Switzerland is famous for three things: chocolate, clocks and discreet bankers. Make that four things: posh plastic surgery clinics. In the 1973 film Ash Wednesday, Elizabeth Taylor plays Barbara Sawyer, a wealthy American housewife whose marriage is crumbling. Instead of seeking a marriage counsellor, she flies to Switzerland for a major surgical overhaul. Alas, the marriage is beyond repair, but Taylor looks ravishing. Switzerland is still where the affluent go to rejuvenate their bodies and faces with leading anti-aging regimens.
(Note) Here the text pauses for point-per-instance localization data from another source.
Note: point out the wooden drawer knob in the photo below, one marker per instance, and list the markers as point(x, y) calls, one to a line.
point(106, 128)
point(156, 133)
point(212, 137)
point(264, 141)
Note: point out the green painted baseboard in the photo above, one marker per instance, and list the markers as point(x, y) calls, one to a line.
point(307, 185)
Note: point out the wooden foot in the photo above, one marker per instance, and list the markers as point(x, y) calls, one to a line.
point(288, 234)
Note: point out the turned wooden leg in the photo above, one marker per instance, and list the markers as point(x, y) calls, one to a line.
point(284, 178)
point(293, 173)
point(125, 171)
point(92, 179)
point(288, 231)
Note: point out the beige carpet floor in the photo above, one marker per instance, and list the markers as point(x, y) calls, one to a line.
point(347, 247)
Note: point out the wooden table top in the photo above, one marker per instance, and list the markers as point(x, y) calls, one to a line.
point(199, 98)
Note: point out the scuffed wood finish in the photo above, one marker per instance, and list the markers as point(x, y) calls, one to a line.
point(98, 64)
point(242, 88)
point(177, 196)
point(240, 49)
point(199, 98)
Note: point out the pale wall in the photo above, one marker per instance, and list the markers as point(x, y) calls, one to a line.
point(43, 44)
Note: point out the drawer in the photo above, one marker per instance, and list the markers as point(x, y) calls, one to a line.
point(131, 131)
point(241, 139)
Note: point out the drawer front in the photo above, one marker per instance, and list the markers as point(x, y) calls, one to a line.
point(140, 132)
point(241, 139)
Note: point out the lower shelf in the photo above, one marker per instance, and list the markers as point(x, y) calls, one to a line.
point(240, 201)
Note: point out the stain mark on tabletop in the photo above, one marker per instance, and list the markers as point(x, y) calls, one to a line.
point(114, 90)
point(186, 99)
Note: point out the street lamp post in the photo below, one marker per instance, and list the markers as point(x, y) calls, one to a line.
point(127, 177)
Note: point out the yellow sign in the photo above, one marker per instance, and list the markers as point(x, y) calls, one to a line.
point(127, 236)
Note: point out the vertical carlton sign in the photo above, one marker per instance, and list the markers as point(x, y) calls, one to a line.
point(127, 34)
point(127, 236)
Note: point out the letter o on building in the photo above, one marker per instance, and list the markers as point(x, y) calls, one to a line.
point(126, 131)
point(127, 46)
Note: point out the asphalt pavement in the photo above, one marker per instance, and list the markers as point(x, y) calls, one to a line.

This month, however, Swiss skin care expertise jets to Canada with the North American launch of Cellcosmet and Cellmen at Holt Renfrew.

Roland Pfister, president of Cellap Laboratories in Lausanne, is the epitome of the Swiss businessman: multilingual, urbane and low-key. “It is a known fact that, with age, skin cells lose their vitality,” he says during our interview in Gstaad. “I have developed a way to revitalize skin cells with stabilized bio-integral cells that, with regular application, will improve the health of your skin and make it look younger.” While the language seems complicated, Pfister explains that the concept itself is really quite simple: weak organs can be treated with healthy cells from similar organs. Since the 1930s, clinics in Switzerland specializing in these types of treatments have attracted the rich and famous, such as Claudette Colbert, Marlene Dietrich, the Duchess of Windsor and even Pope Pius Xll.

Today, the real growth is in the development of leading-edge cosmeceutical skin care products to prevent and reverse signs of aging. Because opportunities to fly to Zurich or Montreux are limited for most of us, companies such as Cellap have focused their efforts on satisfying the booming demand for high-performance cosmeceuticals. Sales estimates for cosmeceuticals in the United States alone are expected to be more than $7.2 billion by 2008.

The challenge for scientists is how to create hypoallergenic products that will deliver potent ingredients that the skin can actually use. Pfister believes he has found the answer with a method he developed in 1987 called “cell control,” which allows cells created through biotechnology to remain full of nutrients for long periods of time. According to Pfister, this means that the company’s two lines, Cellcosmet for women and Cellmen for men, contain the highest levels of active ingredients (up to 30 percent in some products) available in the cellular cosmetics market today. During a skin care consultation, a client’s physiological, not chronological, age is determined, and then she is prescribed the correct skin care product. (At Holt Renfrew, clients will also be able to book customized facials with aestheticians who will be personally trained by a Cellap physician.) With fans among the scions of industry magnates, Middle East royals and Hollywood A-listers such as Brad Pitt, Cellap’s future seems to be in the pink.